Concept: Focus Continuously On Quality
This principle introduces quality and describes how to address it throughout the process.
Main Description

Introduction

This principle emphasizes that, to achieve quality, it must be addressed throughout the project lifecycle. An iterative process is particularly adapted to achieving quality since it offers many measurement and correction opportunities.

            
Benefits
  • Higher quality 
  • Earlier insight into progress and quality
Pattern
  1. Ensure team ownership of quality for the product.
  2. Test early and continuously in step with integration of demonstrable capabilities.
  3. Incrementally build test automation.
Anti-Patterns
  • To peer-review all artifacts and complete all unit testing before integration testing.
  • To conduct in-depth peer-review of all intermediate artifacts, which is counter productive since it delays application testing and hence identification of major issues.
  • To complete all unit testing before doing integration testing, again delaying identification of major issues

Discussion 

Improving quality is not simply "meeting requirements," or producing a product that meets user needs and expectations. Rather, quality also includes identifying the measures and criteria that demonstrate its achievement, as well as the implementation of a process to ensure that the product has achieved the desired degree of quality, and that this can be repeated and managed.

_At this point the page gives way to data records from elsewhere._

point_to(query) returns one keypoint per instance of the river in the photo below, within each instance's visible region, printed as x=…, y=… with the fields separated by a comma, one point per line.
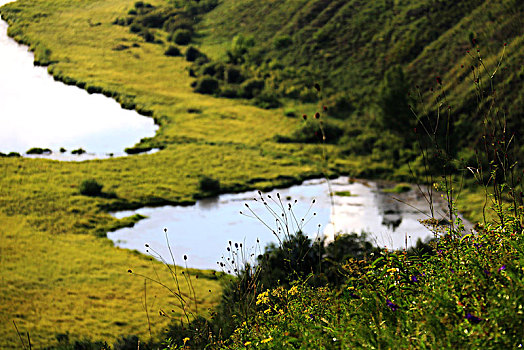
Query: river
x=37, y=111
x=202, y=231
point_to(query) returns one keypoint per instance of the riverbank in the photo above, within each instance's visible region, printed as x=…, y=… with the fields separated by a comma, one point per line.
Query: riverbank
x=50, y=261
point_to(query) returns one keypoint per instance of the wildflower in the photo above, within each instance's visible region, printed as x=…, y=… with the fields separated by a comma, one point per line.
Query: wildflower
x=293, y=290
x=473, y=319
x=391, y=305
x=266, y=340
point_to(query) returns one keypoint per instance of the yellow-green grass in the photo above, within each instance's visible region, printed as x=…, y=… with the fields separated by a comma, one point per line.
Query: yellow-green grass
x=56, y=275
x=73, y=283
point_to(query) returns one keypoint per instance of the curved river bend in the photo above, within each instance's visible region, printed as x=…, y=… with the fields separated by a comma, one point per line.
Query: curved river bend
x=37, y=111
x=202, y=231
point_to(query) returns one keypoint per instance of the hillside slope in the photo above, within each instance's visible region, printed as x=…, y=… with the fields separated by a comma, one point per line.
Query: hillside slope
x=347, y=46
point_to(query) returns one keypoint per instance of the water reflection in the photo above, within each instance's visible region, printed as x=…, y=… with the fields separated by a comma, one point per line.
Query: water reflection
x=202, y=231
x=36, y=111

Ensuring high quality requires more than the participation of the testing team; it requires that the entire team owns quality. It involves all team members and all parts of the lifecycle:

  • Analysts are responsible for making sure that requirements are testable, and that we specify clear requirements for the tests to be performed.
  • Developers need to design applications with testing in mind, and must be responsible for testing their code.
  • Managers needs to ensure that the right test plans are in place, and that the right resources are in place for building the testware and performing required tests.
  • Testers are the quality experts. They guide the rest of the team in understanding software quality issues, and they are responsible all product testing (including functional, system, and performance).

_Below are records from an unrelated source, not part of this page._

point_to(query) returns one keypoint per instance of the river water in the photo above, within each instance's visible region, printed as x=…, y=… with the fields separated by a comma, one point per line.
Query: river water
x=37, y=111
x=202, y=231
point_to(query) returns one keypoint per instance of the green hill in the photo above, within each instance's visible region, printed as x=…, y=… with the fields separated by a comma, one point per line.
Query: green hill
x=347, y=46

When we experience a quality issue, every team member should be willing to chip in to address the issue.

One of the major benefits of Iterative Development is that it enables a test early and continuously approach, as illustrated below. By the time we reach the end of a project, and since the most important capabilities are implemented early on, the most essential software may will have been up and running for months, and it is therefore likely it will have been tested for months. It is no surprise that most projects adopting iterative development claim that an increase in quality is a primary tangible result of the improved process.

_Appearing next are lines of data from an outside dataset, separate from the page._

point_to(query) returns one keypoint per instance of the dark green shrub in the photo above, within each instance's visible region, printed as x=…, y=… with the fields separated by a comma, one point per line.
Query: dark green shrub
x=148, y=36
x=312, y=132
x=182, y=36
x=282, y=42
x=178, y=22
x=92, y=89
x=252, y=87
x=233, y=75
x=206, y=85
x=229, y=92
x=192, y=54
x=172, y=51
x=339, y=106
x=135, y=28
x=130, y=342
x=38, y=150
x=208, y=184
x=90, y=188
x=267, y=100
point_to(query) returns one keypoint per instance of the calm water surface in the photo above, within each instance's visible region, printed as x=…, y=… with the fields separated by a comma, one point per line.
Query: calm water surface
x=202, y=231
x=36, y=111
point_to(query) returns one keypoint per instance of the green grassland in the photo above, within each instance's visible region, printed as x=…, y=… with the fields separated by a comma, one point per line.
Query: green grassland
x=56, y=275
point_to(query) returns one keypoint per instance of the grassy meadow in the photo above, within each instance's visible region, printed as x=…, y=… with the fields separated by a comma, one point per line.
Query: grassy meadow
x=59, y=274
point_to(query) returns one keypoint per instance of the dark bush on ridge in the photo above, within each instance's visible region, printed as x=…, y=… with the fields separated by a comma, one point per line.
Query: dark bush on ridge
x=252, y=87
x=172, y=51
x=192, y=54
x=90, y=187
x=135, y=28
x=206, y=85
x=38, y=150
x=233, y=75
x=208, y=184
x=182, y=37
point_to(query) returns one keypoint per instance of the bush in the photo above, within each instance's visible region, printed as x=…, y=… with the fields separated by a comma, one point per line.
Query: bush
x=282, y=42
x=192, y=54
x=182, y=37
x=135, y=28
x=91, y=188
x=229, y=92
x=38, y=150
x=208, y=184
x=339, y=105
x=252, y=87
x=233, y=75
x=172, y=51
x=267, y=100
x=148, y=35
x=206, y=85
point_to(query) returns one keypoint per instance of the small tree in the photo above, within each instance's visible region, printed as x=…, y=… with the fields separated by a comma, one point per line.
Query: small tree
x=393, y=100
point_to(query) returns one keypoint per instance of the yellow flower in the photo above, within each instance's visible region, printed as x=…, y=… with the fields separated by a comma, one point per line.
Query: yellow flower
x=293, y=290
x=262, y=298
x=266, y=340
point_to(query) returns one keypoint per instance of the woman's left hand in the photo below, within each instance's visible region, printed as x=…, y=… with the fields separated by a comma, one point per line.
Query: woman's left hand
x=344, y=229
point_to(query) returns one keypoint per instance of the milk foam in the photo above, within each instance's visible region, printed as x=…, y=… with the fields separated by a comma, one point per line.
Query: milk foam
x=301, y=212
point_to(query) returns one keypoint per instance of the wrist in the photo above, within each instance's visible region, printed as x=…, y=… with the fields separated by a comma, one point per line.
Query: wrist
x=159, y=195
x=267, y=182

Software developed in each iteration is tested as it is built. Regression testing ensures that new defects are not introduced in this process.

Testing Is Initiated Early and Expanded Upon in Each Iteration
Iterative development enables early testing. Software developed in each iteration is tested as it is built. Regression testing ensures that new defects are not introduced as new iterations add functionality. Reference: Supporting Material: Quality Management.

As we incrementally build our application, we should also incrementally build test automation to detect defects early, while minimizing up-front investments. As we design our system, we consider how it should be tested. Making the right design decisions can greatly improve our ability to automate testing. We may also be able to generate test code directly from the design models. This saves time, provides incentives for early testing, and increases the quality of testing by minimizing the number of bugs in the test software. Automated testing has been a key area of focus for, among others, the agile community, where the aim is to automate testing of all code, and where tests are written before the code is written (test-first design.)